Women are generally good communicators. We listen well and genuinely want to know what is affecting a person’s ability to reach their potential. It is the desire to help people grow that makes a great leader, not just a good one.
Women are generally good communicators. We listen well and genuinely want to know what is affecting a person’s ability to reach their potential. It is the desire to help people grow that makes a great leader – not just a good one.
If you are working as a people leader, you’ll be keen to get the best from your team and your own performance. Chances are, however, if you are constantly under pressure, it is easier to tell people what to do than take a looser rein and coach them into their own solution.
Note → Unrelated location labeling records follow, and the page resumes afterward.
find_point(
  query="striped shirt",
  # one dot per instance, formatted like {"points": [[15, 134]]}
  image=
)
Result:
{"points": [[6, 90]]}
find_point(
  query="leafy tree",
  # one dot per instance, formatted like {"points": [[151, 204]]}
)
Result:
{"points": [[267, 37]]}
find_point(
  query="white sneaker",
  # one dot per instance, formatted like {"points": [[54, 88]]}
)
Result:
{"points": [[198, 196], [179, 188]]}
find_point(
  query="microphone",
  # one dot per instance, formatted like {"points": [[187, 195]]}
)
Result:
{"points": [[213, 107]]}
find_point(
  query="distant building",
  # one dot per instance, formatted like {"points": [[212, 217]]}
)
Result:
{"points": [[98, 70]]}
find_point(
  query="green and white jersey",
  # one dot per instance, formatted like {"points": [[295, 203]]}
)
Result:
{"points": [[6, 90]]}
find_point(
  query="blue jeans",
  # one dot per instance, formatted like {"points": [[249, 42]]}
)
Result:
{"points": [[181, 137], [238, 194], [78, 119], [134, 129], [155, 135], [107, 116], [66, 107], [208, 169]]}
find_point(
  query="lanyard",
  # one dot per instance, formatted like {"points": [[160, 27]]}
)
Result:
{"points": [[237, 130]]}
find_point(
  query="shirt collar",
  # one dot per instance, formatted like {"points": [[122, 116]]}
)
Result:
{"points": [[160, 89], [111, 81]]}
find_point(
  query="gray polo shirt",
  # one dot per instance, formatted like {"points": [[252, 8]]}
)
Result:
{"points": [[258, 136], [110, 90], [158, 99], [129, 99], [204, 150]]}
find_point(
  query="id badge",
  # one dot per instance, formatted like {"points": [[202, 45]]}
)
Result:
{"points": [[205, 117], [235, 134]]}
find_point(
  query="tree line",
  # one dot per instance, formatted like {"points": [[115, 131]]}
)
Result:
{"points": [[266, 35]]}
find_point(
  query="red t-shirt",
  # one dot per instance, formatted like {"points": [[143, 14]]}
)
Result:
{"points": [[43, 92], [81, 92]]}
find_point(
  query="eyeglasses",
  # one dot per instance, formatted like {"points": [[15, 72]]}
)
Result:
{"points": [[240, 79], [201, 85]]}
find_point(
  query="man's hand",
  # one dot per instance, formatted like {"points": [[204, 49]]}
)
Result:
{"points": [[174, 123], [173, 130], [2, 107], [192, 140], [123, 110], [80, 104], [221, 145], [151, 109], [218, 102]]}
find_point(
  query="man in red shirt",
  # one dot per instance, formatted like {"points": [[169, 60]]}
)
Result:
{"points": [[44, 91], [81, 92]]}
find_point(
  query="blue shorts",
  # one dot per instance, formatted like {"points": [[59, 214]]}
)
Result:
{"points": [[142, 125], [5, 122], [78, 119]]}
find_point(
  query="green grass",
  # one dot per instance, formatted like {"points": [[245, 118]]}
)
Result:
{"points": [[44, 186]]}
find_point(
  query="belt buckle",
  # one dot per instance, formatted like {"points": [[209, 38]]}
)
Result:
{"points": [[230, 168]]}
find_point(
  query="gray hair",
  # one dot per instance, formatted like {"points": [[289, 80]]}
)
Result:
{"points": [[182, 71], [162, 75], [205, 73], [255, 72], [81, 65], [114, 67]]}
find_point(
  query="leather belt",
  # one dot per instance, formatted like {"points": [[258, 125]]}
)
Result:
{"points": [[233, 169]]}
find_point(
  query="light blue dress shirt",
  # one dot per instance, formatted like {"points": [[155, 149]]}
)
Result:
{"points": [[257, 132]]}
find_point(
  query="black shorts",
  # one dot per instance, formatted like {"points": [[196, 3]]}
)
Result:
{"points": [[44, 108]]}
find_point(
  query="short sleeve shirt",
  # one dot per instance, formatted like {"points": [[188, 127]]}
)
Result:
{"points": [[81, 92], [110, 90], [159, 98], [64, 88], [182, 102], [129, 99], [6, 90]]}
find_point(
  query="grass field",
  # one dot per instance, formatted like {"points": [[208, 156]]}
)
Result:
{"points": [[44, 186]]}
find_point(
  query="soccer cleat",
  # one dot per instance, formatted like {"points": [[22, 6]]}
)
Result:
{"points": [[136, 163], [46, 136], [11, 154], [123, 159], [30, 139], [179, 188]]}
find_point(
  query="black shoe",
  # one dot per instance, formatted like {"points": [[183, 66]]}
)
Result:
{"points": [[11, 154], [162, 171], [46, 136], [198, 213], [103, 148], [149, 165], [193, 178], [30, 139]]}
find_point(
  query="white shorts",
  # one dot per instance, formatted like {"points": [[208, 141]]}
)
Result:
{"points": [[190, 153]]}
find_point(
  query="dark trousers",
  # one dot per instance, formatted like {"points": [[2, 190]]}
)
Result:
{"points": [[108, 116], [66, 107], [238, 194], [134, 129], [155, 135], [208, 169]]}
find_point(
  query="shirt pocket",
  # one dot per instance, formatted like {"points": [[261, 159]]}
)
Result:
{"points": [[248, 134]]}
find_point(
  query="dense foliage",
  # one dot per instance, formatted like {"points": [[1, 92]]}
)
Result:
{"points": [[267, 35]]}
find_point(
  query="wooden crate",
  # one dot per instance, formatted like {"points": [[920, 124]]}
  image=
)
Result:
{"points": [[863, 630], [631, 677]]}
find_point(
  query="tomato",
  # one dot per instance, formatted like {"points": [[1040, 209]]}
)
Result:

The downside of this approach is that you end up with a hundred monkeys on your back. Your team sees you as the all-knowing source. They wait to be told, rather than be proactive. Creativity is stifled and the team becomes sullenly resentful because they do not feel they have any real authority or self-responsibility. Things grind into mediocrity under a mounting volcano of pressure to achieve results.
As a leader, you not only have your own mission to achieve but wind up doing the work for your team. You rapidly risk burnout.
You hired good people to do great things, so let them. Under a more enlightened form of leadership than the old command and control methods, desirable traits for performance are achievement, self-actualisation, affiliation and encouragement. These are the constructive ‘blue’ behaviours described in the LSI circumplex profile, as compared to the passive-aggressive behaviours often demonstrated under pressure.
Unfortunately, these ‘blue’ behaviours still seem to be very elusive and hard to describe for some organisations. It is important to work out what these will look like in your organisation and then coach them into being, rather than just deterring the old behaviours. People need to know what to aim for if they are to make lasting change.
Take a new approach
Learning a coaching approach to your daily way of communicating with your team is extremely liberating – for you and your team.
Firstly, you need to have a structure and then some tools up your sleeve so that you can respond to the person in the moment. And be prepared to think like a coach while you are managing. A five-minute coaching conversation can be just as effective as a one-hour formal coaching session. When it becomes second nature, you will automatically foster the constructive behaviours of self-responsibility before you hand out the mentoring advice.
The Re-GROW Model
This is a simple, very effective structure for your coaching conversation. When you become more practised, you will find you can move back and forth between the parts but at first, try being a bit more linear.
Re-review: Check out where the person is at and the situation at hand, and where things have gone since you last spoke.
Goals: Define and set goals – for your conversation, and for the person’s tasks and outcomes.
Reality: Look at what is actually happening in relation to the ability to achieve those goals. Refrain from making judgments or blaming. Simply lay it out. What’s not there yet?
Options: Consider a range of possible solutions and ways forward. Refrain from latching on to one idea and going into depth with just that one. What else might they do? Get them all out and then assess them once the creativity has stopped flowing.
Will: Which of these options will they go with? What might stop them? What will they do about it? Get commitment and make sure you know what their plan is – especially the first step they will take and by when. Make sure you set a time to review progress.
This model will rescue you many times over when conversations get difficult. Know where you are in the model as you are conversing. If need be, summarise what you have heard so far, collect yourself and move onto the next part of the model.
Stay with your own goal of finding a solution to which the person is fully committed and excited about. Free them up to give it a go in their own way. It is an amazingly creative process when you control your desire to give your own opinions. You can make suggestions but hold back – let the person use you as the sounding board. Inherent within the model is an attitude of mutual respect and care. People feel heard.
Patience with the process will shift the tension and pressure into a much more fluid and graceful form of leadership. Both parties will gain greater value. And you can enjoy the job and go home happily to the rest of your life.